An example of the latter would be membership of the SLT and the experience gained by part of this team and also being party to the scope of the teams responsibilities and decision making.
I started this article by including the Governments document on Professional Development and by commenting that I considered it was wrong in its statements. The document gives 4 statements that it says need to be present for Professional Development to be successful – however it makes the core mistake of confusing the elements and purpose of development with those of instruction and training and fails to identify the roles of each.
Its focus is entirely based on pupil outcome which is not always directly the case – it could be argued that all decisions made at whatever level will ultimately filter down for pupil benefit however to say that it all should have a foundation of robust evidence and expertise does not help when you are contributing to an SLT conversation about financing new toilets!

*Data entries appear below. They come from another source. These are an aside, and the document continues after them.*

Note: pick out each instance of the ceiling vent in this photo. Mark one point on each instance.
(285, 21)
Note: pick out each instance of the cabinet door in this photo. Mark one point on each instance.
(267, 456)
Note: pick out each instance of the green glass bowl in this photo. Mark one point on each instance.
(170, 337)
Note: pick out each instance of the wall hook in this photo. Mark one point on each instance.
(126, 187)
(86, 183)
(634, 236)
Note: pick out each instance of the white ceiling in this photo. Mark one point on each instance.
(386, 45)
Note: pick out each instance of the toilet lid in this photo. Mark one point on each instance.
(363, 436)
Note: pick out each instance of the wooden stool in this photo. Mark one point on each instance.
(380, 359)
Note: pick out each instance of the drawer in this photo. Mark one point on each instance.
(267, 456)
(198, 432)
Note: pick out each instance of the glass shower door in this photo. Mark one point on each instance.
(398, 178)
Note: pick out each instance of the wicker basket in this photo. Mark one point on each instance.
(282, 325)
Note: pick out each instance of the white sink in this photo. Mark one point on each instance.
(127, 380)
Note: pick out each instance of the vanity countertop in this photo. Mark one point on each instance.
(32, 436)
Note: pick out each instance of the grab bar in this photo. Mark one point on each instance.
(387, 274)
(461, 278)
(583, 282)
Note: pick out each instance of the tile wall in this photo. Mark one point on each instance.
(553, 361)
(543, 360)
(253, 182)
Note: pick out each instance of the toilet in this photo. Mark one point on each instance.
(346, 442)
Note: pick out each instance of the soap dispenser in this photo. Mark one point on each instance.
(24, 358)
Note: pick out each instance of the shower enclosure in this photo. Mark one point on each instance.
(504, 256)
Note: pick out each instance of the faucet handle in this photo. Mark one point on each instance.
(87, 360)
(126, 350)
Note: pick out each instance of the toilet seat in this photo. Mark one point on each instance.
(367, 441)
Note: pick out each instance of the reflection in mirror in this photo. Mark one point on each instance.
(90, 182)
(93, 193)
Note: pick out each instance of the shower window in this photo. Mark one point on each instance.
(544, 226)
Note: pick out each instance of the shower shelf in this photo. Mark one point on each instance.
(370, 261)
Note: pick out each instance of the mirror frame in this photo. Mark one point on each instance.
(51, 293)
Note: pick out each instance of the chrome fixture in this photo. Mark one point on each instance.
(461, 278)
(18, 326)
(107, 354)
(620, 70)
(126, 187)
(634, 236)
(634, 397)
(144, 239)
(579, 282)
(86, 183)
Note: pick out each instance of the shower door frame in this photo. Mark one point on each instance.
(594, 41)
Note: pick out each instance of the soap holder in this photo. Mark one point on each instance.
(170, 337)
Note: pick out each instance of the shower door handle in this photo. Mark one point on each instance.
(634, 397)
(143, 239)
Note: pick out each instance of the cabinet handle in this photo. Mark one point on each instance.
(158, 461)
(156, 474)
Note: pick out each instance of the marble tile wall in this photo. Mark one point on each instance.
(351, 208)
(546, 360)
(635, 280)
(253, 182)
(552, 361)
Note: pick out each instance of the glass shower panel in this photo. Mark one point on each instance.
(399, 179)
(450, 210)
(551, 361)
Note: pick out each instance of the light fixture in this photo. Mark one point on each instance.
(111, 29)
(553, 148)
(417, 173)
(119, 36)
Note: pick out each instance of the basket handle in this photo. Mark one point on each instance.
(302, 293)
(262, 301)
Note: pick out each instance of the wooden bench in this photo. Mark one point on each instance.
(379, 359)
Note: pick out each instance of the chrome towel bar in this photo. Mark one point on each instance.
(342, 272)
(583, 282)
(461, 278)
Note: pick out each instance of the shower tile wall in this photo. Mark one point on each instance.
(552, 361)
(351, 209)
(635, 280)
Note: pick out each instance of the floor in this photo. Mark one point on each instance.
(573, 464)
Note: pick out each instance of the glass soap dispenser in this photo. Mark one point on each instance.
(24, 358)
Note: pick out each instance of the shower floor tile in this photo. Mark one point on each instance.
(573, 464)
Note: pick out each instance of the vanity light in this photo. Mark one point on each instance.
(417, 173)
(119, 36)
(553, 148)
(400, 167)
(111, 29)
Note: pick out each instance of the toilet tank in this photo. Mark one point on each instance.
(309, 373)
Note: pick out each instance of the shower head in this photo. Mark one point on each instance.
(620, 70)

The Professional development here is in the process and thought patterns that guide and prompt the decisions!
Professional Development of staff should, in my opinion, be part and parcel of school organisation and offer the opportunity for all staff to progress in their career should they wish to do so. School budgets should positively look ahead and plan for progressive staff development and Headteachers should be open and encouraging to members of staff on this path. (whether falling budgets will have a negative effect on this remains to be seen)
As I have said – Professional development is a combination of factors both internal and external and in many cases it may be that colleagues have to move schools to continue on their chosen path. Staff appointments in these instances are based on previous experience and what the applicant can bring to the school – this occurs at all levels right the way up to Headship. (it used to be an unwritten rule that unless you had 3 years experience as a DH you would not even get a Headship interview!)
Schools, I consider, should see themselves as having a duty to provide Professional Development opportunities for staff – in itself this creates a positive and progressive learning culture in the school where colleagues are valued and encouraged not only for the benefit of the children but also in their own personal ambitions.
The answer therefore to the question posed…”Should your school provide Professional Development for staff?” has got to be a resounding YES. Career progression is not for all but for those colleagues who wish to follow this path it’s an exciting journey and lets face it …we need you!